The (Eighth) Doctor and his companion Charley Pollard arrive in a mysterious house where the scullery maid promptly appears to drown herself. What begins as a seemingly straightforward 'whodunnit' becomes a creepy and claustrophobic foray into the recesses of Charley's mind and both of the travellers' sanity.
Moody, spine-tingling and well-acted, this is a real tour-de-force and one of the best Big Finish audio dramas to date.
6 of 14 people found the following review helpful
on 30 August 2004
Now i made a pact to myself that i would not rate an audio drama 5 stars in the possibility that there will be one better and i'd be incapable of rating it higher. This one, The Chimes of Midnight by Robert Shearman (who is writing for the 2005 series, yahoo!), pushed me. At least the first three parts did. Part one is brilliant, really pushing your nerves to the limit and throwing an infinite number of questions at you like any self-respecting Who story should, and part two...well, it really is up there with the best of cliffhangers ever. I can't spoil any of the plot, because its so twisted and mind-warping that when it finally unravels you'll be blown away. Paul McGann is excellent, Charley is good and the supporting cast, especially Lennox Graves as Shaughnessy, all shine.

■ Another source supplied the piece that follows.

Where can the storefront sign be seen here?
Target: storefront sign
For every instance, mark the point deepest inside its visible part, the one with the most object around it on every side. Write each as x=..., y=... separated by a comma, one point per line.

Ah, you're saying, all this about 5 stars and yet hes given it four. The reason for this is the tying of the plot into the ongoing story of Charley. If you haven't heard Storm Warning then you will not understand some of this, and this is a shame because it takes away from the overall originality of the whole endeavour, and therefore doesn't stand as brilliant on its own: it needs at least Storm Warning to back it up. So only four stars.
However, if you have heard Storm Warning and know the sub story regarding Charley's existence, then this is classic. Utterly brilliant.